I have a tibble, with train route data, and whether the rider was a member or not, using ggplot's bar chart, I have starting station name as x, count as y, and the colour based on if they're a member or not.
However, there are over 700 stations here and thus the chart is cluttered, I'm looking to take the top 10 (the most frequent) and the bottom 10 (the least frequent), the issue is I don't think I can use the standard slice_min
and slice_max
functions as the count column is not present, as I am relying on ggplot's default behaviour to put the count on the y axis, rather than a count column.
Is there a way to select the top 10 and bottom 10 counts so the chart isn't crowded? Additionally, I'd like to show the top and bottom as 2 sub plots.
A tibble: 6 × 3
starting_station_name ending_station_name member_status
<chr> <chr> <chr>
1 American University East Campus 39th & Veazey St NW member
2 Washington & Independence Ave SW/HHS Independence Ave & L'Enfant Plaza SW/DOE member
3 15th St & Massachusetts Ave SE 12th St & Pennsylvania Ave SE member
4 New Hampshire Ave & Ward Pl NW 14th & Rhode Island Ave NW casual
5 11th & Girard St NW Georgia & New Hampshire Ave NW member
6 15th & W St NW California St & Florida Ave NW member
using the code
rides_stations <- subset(rides_cleaned, select = c(5,7,8))
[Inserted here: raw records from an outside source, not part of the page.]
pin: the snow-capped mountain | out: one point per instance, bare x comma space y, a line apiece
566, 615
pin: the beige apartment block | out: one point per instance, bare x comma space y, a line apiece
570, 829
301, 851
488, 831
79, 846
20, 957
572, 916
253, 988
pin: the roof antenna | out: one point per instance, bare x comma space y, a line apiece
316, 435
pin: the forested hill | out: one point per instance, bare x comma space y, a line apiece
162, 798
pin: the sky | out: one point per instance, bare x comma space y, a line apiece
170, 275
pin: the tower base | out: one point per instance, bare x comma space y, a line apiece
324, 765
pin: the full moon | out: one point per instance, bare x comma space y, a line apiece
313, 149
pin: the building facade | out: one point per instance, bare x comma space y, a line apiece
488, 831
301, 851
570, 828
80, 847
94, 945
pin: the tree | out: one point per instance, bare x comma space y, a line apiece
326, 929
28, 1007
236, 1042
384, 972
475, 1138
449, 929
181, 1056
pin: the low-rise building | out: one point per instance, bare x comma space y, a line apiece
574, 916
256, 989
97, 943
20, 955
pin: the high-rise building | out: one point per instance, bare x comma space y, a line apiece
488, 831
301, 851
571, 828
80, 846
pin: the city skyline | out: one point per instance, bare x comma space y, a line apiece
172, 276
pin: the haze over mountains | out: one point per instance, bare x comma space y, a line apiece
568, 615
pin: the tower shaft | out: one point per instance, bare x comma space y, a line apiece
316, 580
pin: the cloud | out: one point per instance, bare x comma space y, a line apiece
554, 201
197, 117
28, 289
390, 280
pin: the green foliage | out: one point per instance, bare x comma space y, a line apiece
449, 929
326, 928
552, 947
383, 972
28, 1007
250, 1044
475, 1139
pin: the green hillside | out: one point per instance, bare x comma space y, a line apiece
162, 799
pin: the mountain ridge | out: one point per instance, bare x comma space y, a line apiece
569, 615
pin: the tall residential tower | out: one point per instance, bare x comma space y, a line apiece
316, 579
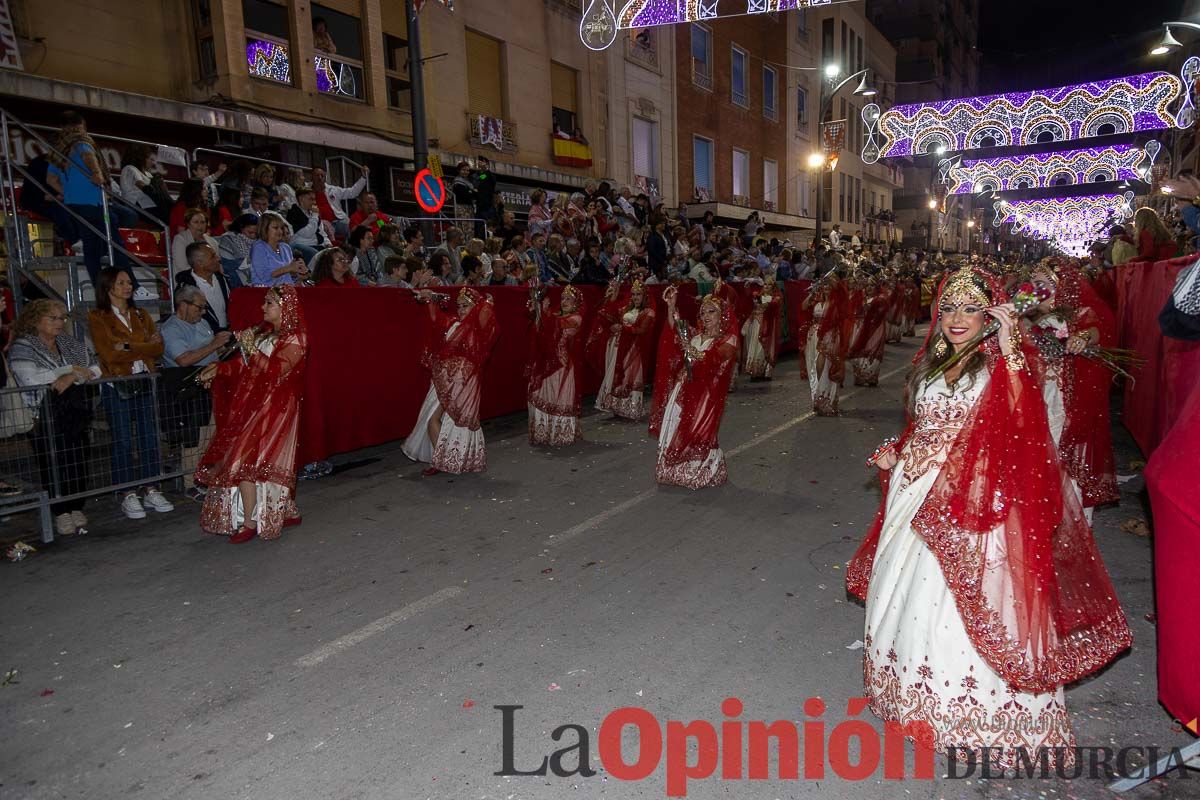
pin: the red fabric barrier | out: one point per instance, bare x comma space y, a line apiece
1171, 480
1173, 367
365, 383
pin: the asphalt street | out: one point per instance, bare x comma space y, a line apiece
363, 654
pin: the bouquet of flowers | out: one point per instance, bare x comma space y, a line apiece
1026, 298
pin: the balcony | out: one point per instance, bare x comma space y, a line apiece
484, 131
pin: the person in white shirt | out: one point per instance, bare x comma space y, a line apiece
197, 230
329, 199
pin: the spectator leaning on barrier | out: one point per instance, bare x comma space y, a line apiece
42, 353
307, 232
271, 262
205, 275
197, 230
127, 344
234, 246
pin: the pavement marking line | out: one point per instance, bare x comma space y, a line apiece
637, 499
378, 626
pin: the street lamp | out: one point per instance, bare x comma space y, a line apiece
828, 91
1169, 43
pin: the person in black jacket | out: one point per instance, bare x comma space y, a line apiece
592, 271
207, 276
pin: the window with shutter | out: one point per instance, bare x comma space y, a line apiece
646, 161
485, 76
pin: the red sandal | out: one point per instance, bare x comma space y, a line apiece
244, 535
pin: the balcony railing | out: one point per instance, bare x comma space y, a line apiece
484, 131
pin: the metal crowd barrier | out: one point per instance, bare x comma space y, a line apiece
95, 439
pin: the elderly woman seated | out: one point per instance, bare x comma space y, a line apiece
43, 353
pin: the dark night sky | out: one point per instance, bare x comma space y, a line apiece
1042, 43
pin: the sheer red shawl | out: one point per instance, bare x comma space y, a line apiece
257, 408
871, 335
556, 344
456, 360
635, 344
1086, 441
702, 397
1012, 541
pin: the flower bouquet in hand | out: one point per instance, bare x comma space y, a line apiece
1054, 343
1025, 300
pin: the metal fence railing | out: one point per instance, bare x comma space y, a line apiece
58, 449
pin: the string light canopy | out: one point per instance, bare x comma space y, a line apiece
1071, 223
1121, 162
604, 18
1062, 114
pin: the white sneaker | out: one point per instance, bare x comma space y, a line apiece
132, 506
155, 499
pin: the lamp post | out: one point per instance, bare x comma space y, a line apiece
828, 91
1169, 43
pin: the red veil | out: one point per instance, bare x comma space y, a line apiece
1086, 441
702, 397
869, 342
557, 343
635, 346
833, 334
456, 361
1037, 605
257, 408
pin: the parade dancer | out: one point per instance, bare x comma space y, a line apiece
555, 370
447, 434
250, 467
694, 370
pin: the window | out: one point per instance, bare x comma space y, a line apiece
768, 94
485, 76
771, 184
701, 56
738, 77
395, 55
563, 82
702, 166
741, 173
646, 148
340, 74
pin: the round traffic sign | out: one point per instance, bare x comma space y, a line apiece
431, 192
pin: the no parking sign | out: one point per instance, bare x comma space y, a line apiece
431, 192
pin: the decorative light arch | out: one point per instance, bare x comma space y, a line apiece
1117, 162
604, 18
1134, 103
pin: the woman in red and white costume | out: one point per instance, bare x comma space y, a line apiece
985, 593
447, 434
693, 379
865, 352
556, 371
825, 353
250, 467
622, 347
1077, 388
760, 335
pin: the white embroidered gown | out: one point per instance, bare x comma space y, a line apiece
918, 661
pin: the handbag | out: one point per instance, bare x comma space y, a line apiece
16, 417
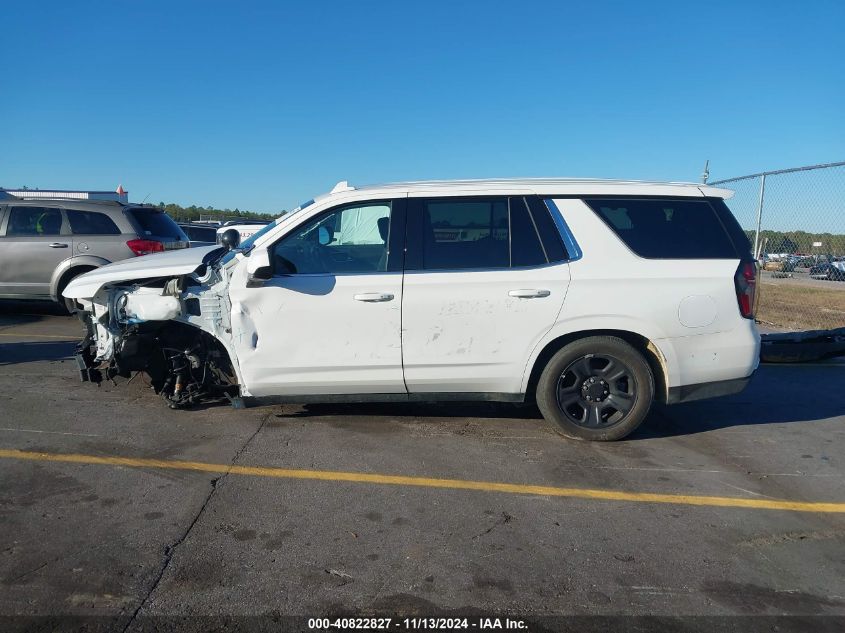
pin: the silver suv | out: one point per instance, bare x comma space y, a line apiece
46, 243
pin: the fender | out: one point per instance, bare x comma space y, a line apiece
72, 262
621, 322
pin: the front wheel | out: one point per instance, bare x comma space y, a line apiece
598, 388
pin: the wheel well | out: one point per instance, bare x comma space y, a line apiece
69, 274
637, 341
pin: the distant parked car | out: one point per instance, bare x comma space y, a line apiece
200, 234
833, 270
45, 243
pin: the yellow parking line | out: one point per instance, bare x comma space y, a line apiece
69, 337
427, 482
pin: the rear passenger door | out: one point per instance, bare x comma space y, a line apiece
96, 234
485, 279
34, 240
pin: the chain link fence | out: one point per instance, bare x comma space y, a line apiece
795, 220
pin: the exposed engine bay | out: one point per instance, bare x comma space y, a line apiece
171, 329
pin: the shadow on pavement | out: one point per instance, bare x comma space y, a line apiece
776, 395
34, 351
22, 312
493, 410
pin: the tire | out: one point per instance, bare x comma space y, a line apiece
598, 388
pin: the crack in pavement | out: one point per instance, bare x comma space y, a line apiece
169, 550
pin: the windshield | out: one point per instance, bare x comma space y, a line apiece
247, 244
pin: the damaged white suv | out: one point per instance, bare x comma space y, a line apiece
593, 297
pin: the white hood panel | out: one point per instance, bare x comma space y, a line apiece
170, 264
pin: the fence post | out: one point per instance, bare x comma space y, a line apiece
759, 216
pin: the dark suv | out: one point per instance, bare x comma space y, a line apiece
46, 243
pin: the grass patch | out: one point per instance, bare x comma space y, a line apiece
798, 307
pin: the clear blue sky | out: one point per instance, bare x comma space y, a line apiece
261, 105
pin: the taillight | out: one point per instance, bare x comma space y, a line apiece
746, 288
145, 247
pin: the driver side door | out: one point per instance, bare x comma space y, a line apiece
328, 320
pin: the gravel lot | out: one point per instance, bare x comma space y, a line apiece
158, 538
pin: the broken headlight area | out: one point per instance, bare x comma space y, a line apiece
185, 365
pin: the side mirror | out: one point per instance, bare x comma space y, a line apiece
323, 236
230, 239
258, 268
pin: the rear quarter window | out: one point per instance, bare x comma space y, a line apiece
91, 223
154, 223
685, 228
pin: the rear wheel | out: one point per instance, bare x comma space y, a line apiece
598, 388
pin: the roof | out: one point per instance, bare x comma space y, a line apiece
543, 186
37, 202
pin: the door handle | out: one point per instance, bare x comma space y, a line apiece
373, 297
530, 293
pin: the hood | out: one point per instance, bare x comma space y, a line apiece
170, 264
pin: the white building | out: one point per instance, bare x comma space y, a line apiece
119, 195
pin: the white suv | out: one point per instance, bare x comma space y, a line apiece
593, 297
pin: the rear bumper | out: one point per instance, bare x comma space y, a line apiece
704, 390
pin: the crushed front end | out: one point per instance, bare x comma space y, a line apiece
173, 329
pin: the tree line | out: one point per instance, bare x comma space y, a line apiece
189, 214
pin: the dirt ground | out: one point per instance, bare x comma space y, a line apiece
801, 304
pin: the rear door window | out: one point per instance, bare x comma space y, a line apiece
34, 221
526, 248
480, 233
201, 233
685, 228
91, 223
155, 223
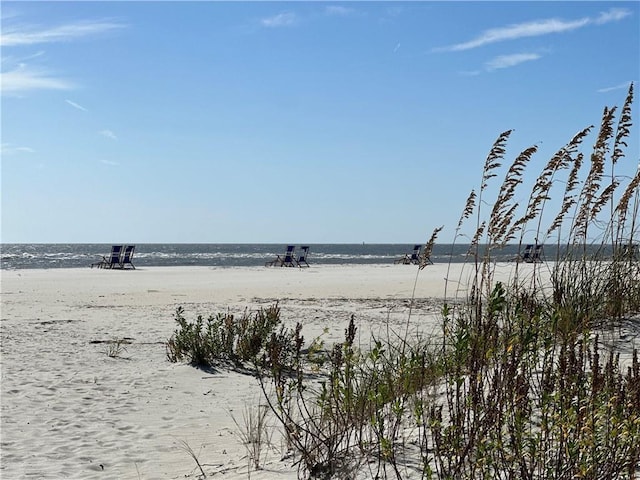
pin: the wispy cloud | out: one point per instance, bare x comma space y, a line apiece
75, 105
110, 163
339, 11
617, 87
28, 35
21, 76
285, 19
536, 28
25, 78
9, 149
507, 61
108, 134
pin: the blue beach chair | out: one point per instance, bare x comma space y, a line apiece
288, 260
112, 260
301, 261
127, 256
532, 253
411, 258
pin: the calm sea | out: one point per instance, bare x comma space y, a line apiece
73, 255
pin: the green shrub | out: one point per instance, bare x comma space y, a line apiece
223, 338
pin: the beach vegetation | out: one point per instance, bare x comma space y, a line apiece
242, 342
534, 377
527, 379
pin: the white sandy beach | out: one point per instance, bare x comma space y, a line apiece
71, 411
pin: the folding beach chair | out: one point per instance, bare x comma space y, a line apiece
287, 260
532, 254
411, 258
127, 256
112, 260
629, 251
301, 261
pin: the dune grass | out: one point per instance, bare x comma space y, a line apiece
519, 383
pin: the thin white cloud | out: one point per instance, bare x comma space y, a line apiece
108, 134
612, 15
624, 86
507, 61
14, 36
285, 19
25, 78
535, 28
338, 10
9, 149
76, 105
110, 163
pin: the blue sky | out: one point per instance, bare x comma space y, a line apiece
290, 122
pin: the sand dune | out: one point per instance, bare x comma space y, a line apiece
69, 410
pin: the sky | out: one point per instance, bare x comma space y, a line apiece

q1 <- ggplot(rides_stations, aes(x=starting_station_name, fill = member_status)) +
geom_bar()
q1
library(dplyr); library(forcats)
data.frame(starting_station_name = sample(letters, 500, TRUE, prob = 26:1),
member_status = sample(c("casual", "member"), 500, TRUE)) |>
count(starting_station_name, member_status) |>
mutate(starting_station_name = factor(starting_station_name) |>
fct_lump(n = 10, w = n) |>
fct_reorder(-n, sum)) |>
filter(starting_station_name != "Other") |>
ggplot(aes(starting_station_name, n, fill = member_status)) +
geom_col()